The following day she confronted me with having saved the second set of texts after which we had another discussion. She admitted that things got kicked off again, but that the reason why the OM had broken things off with her was because she refused to leave me. When I asked if she honestly saw a future with the OM, she said that she didn’t…he was too messed up financially to ever be compatible. She reiterated that she’s torn between being stuck in a boring marriage or leaving it to play the field, but hurt a lot of people in the process. She agreed that after we returned from the cruise she would go to speak with a therapist to figure out what she wanted to do. We both agreed not to take any extreme actions that couldn’t be undone in the future.
The cruise went okay, going from lukewarm to friendly over the days. It wasn’t until the last few nights that things turned. She suddenly decided to start staying out late at night, leaving me in the cabin with our daughter. At that point I was still having problems staying asleep (this starting after the discovery) and was running on 3-4 hours per night.

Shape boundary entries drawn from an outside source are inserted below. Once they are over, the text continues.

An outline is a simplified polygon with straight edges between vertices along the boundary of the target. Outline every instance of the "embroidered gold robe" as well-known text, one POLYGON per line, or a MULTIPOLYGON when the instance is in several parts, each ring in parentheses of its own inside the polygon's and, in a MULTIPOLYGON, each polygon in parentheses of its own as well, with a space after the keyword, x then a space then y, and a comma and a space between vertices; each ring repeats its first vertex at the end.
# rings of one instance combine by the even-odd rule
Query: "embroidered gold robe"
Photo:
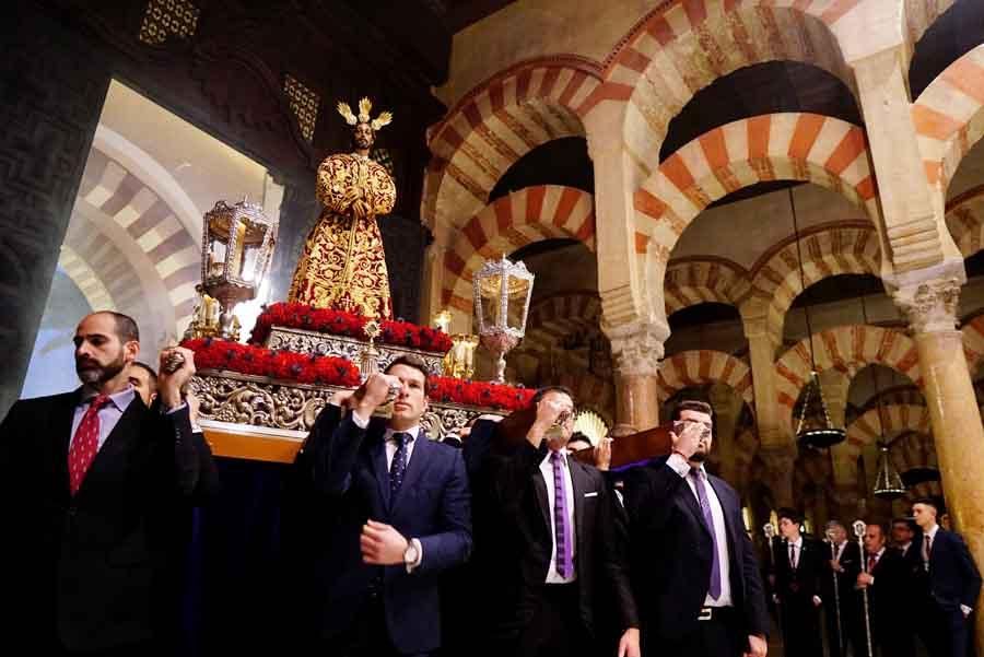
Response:
POLYGON ((396 203, 393 178, 368 157, 331 155, 318 167, 317 196, 325 209, 307 236, 288 301, 389 319, 393 303, 376 215, 396 203), (351 209, 356 199, 368 206, 361 219, 351 209))

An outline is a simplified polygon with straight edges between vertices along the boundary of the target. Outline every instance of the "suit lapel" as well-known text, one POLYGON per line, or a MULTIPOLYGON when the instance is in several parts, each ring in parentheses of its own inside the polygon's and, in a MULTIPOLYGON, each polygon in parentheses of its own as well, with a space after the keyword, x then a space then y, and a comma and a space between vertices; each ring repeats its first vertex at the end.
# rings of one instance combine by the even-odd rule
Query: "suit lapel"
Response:
POLYGON ((571 458, 571 455, 567 455, 567 468, 571 470, 571 488, 574 492, 574 531, 576 532, 574 540, 577 543, 578 554, 583 554, 581 543, 582 538, 585 537, 584 494, 590 492, 588 489, 591 486, 591 480, 585 472, 584 466, 571 458))
POLYGON ((410 454, 410 462, 407 464, 403 483, 400 485, 396 501, 394 501, 394 513, 396 513, 396 509, 400 506, 400 502, 407 498, 405 492, 413 490, 413 486, 417 485, 417 482, 423 478, 424 472, 430 468, 431 459, 427 458, 427 453, 434 446, 431 445, 431 441, 423 430, 421 430, 417 434, 417 437, 413 438, 413 451, 410 454))

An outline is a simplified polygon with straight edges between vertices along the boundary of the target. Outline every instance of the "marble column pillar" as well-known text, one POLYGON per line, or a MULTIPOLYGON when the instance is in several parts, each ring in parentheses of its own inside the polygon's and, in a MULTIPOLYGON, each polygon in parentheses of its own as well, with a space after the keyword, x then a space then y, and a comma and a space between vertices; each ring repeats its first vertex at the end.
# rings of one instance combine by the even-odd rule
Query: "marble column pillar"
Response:
POLYGON ((0 40, 0 417, 20 397, 109 86, 97 49, 17 2, 0 40), (84 57, 80 57, 84 52, 84 57))
POLYGON ((616 369, 616 430, 626 434, 659 424, 657 373, 663 343, 669 337, 665 326, 648 322, 607 328, 616 369))
MULTIPOLYGON (((956 327, 960 281, 935 279, 895 292, 909 318, 925 382, 947 508, 984 567, 984 427, 956 327)), ((984 599, 975 606, 982 608, 984 599)), ((977 655, 984 655, 984 614, 977 614, 977 655)))

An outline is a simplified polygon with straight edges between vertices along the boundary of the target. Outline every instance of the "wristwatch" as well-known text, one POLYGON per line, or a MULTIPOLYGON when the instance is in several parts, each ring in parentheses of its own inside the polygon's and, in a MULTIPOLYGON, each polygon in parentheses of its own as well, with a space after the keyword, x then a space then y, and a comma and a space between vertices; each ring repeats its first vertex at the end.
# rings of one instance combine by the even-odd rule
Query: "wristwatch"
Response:
POLYGON ((403 563, 413 565, 417 563, 417 544, 413 541, 407 541, 407 551, 403 552, 403 563))

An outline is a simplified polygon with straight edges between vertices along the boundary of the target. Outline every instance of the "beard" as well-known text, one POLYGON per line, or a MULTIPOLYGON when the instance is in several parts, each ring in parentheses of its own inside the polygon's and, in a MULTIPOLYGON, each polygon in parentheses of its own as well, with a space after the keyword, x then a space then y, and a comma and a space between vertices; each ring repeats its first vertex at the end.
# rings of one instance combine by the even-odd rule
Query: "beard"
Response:
POLYGON ((75 374, 79 375, 79 380, 90 386, 106 383, 122 372, 126 366, 127 362, 121 349, 116 359, 105 365, 101 365, 98 362, 89 359, 81 361, 75 359, 75 374))

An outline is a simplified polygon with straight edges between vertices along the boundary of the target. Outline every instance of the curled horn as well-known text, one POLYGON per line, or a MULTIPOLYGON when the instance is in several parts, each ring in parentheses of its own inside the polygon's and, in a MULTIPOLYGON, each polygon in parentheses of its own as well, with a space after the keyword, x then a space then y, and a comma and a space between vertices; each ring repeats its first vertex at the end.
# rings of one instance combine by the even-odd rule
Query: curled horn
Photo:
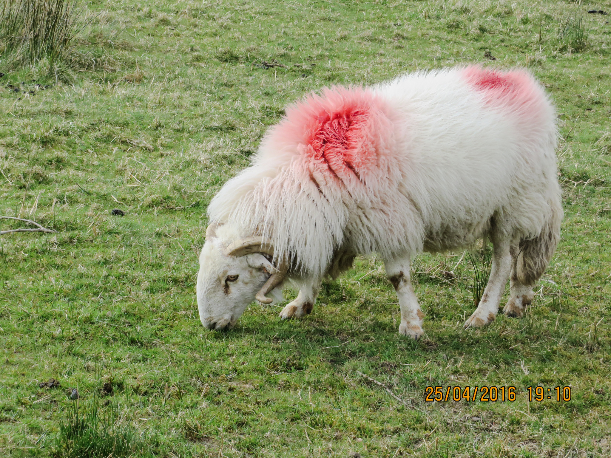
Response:
POLYGON ((218 223, 212 223, 206 228, 206 239, 216 236, 216 228, 219 227, 218 223))
MULTIPOLYGON (((263 237, 248 237, 240 239, 233 242, 227 248, 227 254, 229 256, 244 256, 251 253, 265 253, 274 256, 274 246, 269 239, 263 237)), ((277 271, 273 272, 268 281, 257 293, 255 297, 263 304, 271 304, 273 299, 265 296, 269 291, 280 285, 287 276, 288 265, 281 261, 277 267, 277 271)))

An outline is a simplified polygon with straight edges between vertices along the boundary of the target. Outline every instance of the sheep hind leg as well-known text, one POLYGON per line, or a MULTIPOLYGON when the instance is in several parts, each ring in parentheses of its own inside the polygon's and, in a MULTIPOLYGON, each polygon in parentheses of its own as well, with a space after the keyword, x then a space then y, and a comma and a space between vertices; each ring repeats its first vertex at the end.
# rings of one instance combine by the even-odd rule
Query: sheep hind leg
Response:
POLYGON ((320 279, 308 279, 299 282, 299 293, 280 312, 282 319, 301 318, 312 313, 320 289, 320 279))
POLYGON ((496 318, 501 297, 511 271, 511 256, 508 239, 492 241, 492 265, 488 283, 481 300, 464 327, 481 327, 490 324, 496 318))
POLYGON ((503 313, 507 316, 520 318, 524 314, 526 307, 530 305, 535 298, 535 293, 531 286, 524 285, 518 279, 516 263, 519 247, 518 244, 511 245, 511 277, 510 280, 509 300, 503 308, 503 313))
POLYGON ((422 330, 424 313, 420 310, 409 278, 411 260, 409 256, 405 256, 399 258, 385 259, 384 262, 386 275, 395 287, 401 308, 399 333, 418 340, 424 333, 422 330))

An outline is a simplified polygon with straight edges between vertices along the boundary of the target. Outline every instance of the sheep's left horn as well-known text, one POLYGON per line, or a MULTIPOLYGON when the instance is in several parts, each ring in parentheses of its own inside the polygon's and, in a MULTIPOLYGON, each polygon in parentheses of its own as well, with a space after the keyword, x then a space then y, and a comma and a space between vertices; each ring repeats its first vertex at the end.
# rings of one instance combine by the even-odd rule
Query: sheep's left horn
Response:
POLYGON ((216 236, 216 228, 219 227, 218 223, 213 223, 206 228, 206 239, 216 236))
MULTIPOLYGON (((251 253, 265 253, 274 256, 274 245, 269 239, 263 237, 247 237, 233 242, 227 248, 229 256, 244 256, 251 253)), ((262 287, 255 296, 255 299, 263 304, 271 304, 273 299, 265 296, 269 291, 277 286, 284 280, 288 271, 288 265, 282 261, 277 268, 277 271, 271 274, 268 281, 262 287)))

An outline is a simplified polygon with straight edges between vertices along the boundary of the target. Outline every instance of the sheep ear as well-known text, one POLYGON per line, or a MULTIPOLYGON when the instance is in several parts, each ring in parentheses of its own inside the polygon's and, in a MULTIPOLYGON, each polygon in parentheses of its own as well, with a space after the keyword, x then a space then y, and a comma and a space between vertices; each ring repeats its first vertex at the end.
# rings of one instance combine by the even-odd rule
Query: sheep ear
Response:
POLYGON ((260 253, 254 253, 246 255, 246 262, 248 265, 254 269, 260 269, 268 274, 276 274, 278 269, 268 261, 267 258, 260 253))

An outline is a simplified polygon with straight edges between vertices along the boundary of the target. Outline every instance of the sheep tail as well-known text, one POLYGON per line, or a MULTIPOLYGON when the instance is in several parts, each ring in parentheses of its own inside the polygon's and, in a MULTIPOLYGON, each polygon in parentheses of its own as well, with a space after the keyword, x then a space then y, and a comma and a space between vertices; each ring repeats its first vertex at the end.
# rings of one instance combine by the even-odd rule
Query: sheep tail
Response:
POLYGON ((548 201, 550 213, 541 232, 533 238, 522 239, 516 260, 518 280, 532 286, 541 278, 547 267, 560 239, 560 223, 563 211, 560 199, 548 201))

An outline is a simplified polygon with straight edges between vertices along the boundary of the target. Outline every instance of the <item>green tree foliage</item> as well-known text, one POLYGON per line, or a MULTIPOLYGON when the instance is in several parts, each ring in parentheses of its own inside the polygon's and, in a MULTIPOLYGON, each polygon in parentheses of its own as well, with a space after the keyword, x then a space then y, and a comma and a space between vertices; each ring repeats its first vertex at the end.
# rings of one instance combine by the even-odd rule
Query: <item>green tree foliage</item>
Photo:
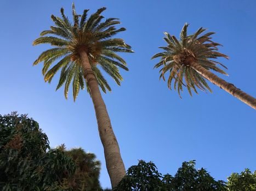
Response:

The second night when she hadn’t returned by 1am I went out looking for her and found her chatting with some guy in a bar. We saw each other, waved, and I went back to the room…she quickly followed. My blood was up, so I told her I was going out for a walk and came back an hour later. Things were a bit cooler the last two days after that.
Things have been fairly amicable since coming home, although discussions aren’t in the ballpark of intimate and this no-touching policy is aggressively enforced. I asked if she had looked into finding a counselor yet and she agreed to find someone after the weekend (since most offices would be closed anyway)…I did lose some points for agitating her about the therapist.
My takeaway from all this has been that my wife is anxious about committing to a long-term monogamous relationship for fear of missing out on something potentially better (especially as she just turned 30 a few days ago). She doesn’t see the transition of a high-chemistry relationship into a stable and day-to-day low-chemistry relationship as a positive thing. I’m hoping that the correct therapist might help her in figuring out what direction to go…if it happens to be back my way, hopefully we’ll be able to repair the relationship.
My question for the community is basically the same everyone else asks…now what?
…and my sincere apologies for the length. I’ve been holding back too much too long and it felt good to finally communicate it to someone else.